Longo poema, ou reunião de poemas, seccionado em nove partes, cada uma composta de nove poemas, "Algo: Preto" é uma tentativa de lidar com os limites do tempo, da palavra e do amor, num registro que, sem incorrer no sentimentalismo e no patético, não deixa de afirmar as raízes da lírica moderna numa subjetividade fraturada.

Persistência
A palavra cassada pela dor e pelo nada, as imagens subitamente estáticas, contrastadas ao tempo que escoa, fazem parte de uma equação que não deixa de ser a de Orfeu: como seguir habitando um mundo (inclusive o da linguagem) em que de dois resta apenas um? O choque e o estranhamento que a visão da morte -coisa em si, irreversível, encapsulada no corpo morto- e a persistência do cotidiano, transcorrendo, indiferente, suspendem a eficácia da própria poesia: imagem (Alix era fotógrafa), nome, tudo é provisoriamente máquina emperrada, cadáver ou coisa inerte, observada de fora.
O trabalho de luto consiste, aqui, em fortalecer-se para não mais desviar o olhar ("eu queria ser o único no mundo a não ter visto"), encarar a morte, imiscuída na materialidade do dia-a-dia, e dela participar: "Quando tua morte se acabar, eu estarei morto". O curto-circuito da experiência insufla no jogo das formas de Roubaud paralisia provisória, afasia que, ao quebrar provisoriamente a segurança das regras, pede para ser vencida, conferindo-lhe um novo grau de verdade humana.
Por caprichos da memória, lembrei-me de alguns poemas de Gottfried Benn (1886-1956), também escritos sob o impacto de um casal dividido pela morte e incluídos nos seus "Poemas Estáticos", coletânea de 1948. Neles, também Orfeu, e não Eurídice, é deixado para trás, entregue a um inabitável mundo dos vivos.
Médico e soldado, Benn sempre escreveu na vizinhança da vida que expira, mas, justamente numa fase em que sua escrita sofria uma inflexão classicizante e a forma era o centro de suas preocupações, viu-se obrigado a ceder voz direta à experiência, traumática e decisiva, do suicídio de sua jovem mulher, Hertha Benn, após a capitulação alemã.
Diferenças de circunstância aparte, a mesma equação entre vida, morte, forma e linguagem está lá, provando que a disposição lírica não pode prescindir da comoção individual. Nem deve.

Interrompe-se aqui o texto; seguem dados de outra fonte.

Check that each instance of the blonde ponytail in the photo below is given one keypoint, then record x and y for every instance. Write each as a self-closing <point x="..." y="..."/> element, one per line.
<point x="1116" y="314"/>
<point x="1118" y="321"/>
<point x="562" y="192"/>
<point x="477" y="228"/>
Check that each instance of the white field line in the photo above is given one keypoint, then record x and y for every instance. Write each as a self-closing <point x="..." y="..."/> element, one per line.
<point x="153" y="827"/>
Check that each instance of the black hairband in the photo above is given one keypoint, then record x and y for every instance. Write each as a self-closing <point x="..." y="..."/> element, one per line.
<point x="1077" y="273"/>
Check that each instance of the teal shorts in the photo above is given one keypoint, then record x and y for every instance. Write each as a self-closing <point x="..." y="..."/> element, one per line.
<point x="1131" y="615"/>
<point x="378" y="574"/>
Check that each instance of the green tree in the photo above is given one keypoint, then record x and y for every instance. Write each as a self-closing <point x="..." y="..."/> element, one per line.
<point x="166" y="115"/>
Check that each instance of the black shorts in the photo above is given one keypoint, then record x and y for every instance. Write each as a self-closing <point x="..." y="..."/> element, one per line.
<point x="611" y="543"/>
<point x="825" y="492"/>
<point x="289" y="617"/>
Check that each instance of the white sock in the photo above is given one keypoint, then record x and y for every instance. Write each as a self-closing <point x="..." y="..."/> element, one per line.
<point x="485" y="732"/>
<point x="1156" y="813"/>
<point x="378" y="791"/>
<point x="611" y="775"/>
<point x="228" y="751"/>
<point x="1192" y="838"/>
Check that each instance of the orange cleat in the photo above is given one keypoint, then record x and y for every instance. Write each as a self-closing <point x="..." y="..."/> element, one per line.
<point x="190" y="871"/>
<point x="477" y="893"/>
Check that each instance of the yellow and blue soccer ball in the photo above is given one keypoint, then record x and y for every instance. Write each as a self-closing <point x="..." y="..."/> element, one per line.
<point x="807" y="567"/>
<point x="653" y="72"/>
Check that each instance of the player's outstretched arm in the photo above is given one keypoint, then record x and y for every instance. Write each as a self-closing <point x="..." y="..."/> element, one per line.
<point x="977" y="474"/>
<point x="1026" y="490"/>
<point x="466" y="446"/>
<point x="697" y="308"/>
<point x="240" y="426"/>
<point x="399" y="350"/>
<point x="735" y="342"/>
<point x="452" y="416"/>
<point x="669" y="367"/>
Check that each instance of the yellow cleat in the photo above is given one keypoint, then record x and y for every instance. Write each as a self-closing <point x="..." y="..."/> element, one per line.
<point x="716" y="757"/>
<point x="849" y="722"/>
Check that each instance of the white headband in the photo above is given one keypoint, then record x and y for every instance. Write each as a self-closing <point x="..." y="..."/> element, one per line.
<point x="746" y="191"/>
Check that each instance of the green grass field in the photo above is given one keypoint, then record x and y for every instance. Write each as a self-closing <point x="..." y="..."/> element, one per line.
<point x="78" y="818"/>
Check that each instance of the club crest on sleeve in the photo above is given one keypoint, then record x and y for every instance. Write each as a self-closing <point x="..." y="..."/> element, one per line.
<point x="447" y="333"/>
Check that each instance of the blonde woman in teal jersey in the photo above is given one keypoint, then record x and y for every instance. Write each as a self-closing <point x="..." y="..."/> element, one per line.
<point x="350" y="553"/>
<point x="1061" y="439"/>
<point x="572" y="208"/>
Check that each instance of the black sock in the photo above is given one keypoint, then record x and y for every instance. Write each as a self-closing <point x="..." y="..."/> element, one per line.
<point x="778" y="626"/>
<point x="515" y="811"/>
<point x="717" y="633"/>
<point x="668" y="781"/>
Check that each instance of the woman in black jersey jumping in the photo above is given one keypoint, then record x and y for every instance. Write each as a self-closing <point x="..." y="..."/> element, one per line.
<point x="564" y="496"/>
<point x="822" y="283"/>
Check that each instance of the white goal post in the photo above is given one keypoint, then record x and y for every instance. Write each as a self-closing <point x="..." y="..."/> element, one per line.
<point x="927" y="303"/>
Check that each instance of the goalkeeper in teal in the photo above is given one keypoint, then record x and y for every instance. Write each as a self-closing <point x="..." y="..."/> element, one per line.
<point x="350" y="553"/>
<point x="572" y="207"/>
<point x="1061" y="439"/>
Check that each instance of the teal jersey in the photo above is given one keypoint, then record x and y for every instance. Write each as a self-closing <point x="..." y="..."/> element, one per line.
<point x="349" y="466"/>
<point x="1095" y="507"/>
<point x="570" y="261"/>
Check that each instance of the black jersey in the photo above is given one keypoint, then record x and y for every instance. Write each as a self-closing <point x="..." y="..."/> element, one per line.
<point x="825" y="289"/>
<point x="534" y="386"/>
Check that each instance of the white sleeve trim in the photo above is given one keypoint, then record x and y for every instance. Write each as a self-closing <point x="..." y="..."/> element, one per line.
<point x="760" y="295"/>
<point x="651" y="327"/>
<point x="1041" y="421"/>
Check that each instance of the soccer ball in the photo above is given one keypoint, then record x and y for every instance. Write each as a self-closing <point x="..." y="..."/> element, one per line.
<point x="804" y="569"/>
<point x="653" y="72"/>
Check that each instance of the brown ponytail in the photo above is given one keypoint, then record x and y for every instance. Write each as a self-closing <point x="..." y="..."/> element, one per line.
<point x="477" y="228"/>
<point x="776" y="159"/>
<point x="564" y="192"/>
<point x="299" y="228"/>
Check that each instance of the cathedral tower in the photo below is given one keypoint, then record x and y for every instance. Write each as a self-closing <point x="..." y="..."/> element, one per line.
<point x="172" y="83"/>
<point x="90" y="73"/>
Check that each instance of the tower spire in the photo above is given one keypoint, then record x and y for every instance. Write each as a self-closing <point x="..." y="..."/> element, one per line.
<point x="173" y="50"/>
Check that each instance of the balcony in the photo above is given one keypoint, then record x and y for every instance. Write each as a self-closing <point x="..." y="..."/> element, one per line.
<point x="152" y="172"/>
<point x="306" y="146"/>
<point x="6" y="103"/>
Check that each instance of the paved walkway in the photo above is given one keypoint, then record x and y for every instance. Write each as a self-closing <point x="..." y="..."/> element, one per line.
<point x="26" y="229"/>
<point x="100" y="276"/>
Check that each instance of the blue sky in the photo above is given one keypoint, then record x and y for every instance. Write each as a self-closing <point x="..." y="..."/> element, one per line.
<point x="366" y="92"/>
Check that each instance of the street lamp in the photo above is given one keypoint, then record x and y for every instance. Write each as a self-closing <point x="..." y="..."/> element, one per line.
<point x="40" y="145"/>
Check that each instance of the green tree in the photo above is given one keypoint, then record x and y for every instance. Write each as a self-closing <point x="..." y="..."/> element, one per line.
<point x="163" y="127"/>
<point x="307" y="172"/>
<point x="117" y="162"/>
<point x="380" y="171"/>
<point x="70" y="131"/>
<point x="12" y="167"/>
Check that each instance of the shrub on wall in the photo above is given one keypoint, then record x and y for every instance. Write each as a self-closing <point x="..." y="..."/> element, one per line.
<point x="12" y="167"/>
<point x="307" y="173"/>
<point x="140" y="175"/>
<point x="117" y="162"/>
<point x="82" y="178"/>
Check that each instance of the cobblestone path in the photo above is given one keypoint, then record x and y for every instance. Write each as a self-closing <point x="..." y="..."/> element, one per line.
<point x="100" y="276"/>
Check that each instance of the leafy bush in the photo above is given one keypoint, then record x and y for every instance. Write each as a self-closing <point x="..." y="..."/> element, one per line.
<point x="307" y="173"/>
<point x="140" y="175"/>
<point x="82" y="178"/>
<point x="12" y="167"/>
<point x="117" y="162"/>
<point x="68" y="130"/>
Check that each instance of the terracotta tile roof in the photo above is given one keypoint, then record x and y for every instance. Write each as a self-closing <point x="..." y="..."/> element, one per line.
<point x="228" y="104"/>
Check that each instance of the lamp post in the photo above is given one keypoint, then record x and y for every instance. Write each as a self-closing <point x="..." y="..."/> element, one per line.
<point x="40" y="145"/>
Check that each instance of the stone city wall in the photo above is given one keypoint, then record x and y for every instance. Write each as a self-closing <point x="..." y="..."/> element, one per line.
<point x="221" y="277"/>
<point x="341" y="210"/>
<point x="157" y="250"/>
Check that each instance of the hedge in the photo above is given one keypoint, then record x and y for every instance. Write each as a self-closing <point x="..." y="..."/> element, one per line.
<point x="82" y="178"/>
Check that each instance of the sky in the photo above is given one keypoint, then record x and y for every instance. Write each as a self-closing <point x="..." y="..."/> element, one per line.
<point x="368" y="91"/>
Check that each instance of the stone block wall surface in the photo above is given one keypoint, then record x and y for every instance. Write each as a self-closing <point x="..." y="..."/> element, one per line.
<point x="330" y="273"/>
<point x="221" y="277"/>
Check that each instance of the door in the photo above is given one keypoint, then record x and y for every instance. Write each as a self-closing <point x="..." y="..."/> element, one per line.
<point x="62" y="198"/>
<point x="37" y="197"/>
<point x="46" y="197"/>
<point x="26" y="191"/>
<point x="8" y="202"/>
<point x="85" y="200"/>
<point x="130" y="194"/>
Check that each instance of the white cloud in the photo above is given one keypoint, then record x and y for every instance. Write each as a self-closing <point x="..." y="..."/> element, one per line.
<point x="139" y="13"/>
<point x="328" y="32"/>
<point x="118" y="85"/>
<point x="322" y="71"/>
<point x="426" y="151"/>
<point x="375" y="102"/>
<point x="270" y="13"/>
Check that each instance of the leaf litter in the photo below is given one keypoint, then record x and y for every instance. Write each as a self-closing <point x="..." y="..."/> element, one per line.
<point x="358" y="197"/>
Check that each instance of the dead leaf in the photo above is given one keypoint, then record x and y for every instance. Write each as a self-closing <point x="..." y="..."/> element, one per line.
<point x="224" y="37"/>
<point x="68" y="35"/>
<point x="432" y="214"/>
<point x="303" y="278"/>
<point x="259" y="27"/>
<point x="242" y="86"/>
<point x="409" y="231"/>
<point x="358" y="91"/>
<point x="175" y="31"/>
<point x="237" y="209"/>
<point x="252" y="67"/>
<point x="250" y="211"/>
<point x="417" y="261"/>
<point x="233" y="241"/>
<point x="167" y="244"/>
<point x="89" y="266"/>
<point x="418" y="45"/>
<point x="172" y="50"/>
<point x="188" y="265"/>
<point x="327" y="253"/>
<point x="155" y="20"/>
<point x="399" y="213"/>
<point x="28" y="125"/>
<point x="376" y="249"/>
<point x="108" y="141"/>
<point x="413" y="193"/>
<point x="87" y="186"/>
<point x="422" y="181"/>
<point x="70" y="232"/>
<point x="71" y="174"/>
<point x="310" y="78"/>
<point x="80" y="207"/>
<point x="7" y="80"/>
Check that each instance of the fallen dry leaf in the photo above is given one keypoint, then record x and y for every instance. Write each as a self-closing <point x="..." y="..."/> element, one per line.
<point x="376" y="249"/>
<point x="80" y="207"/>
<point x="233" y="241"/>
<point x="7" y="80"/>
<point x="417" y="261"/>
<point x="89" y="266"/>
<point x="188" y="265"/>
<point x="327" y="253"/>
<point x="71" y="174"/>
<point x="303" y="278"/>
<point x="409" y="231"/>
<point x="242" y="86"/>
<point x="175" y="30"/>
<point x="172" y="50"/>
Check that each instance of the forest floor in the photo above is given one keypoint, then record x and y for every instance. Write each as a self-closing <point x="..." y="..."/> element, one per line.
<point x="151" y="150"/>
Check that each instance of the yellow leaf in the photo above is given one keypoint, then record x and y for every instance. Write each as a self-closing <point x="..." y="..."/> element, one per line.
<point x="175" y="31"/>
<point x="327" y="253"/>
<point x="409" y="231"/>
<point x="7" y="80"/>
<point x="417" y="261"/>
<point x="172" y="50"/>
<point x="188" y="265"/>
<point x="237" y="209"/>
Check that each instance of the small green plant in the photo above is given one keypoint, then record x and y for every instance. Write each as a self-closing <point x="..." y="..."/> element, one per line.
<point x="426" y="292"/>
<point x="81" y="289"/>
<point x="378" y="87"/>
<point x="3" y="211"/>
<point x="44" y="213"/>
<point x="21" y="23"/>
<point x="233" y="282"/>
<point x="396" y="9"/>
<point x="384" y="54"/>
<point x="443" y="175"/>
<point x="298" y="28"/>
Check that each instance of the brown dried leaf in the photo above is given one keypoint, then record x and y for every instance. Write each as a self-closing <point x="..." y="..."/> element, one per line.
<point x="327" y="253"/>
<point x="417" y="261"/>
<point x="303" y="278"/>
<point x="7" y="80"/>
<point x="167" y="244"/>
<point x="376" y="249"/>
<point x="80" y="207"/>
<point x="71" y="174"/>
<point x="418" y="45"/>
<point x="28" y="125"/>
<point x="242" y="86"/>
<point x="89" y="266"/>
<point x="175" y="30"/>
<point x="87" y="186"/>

Fábio de Souza Andrade escreve quinzenalmente neste espaço
Algo: Preto
    
Autor: Jacques Roubaud Tradução: Inês Oseki-Dépré Editora: Perspectiva Quanto: R$ 25 (152 págs.)


Texto Anterior: Mônica Bergamo
Próximo Texto: Poema
Índice


Copyright Empresa Folha da Manhã S/A. Todos os direitos reservados. É proibida a reprodução do conteúdo desta página em qualquer meio de comunicação, eletrônico ou impresso, sem autorização escrita da Folhapress.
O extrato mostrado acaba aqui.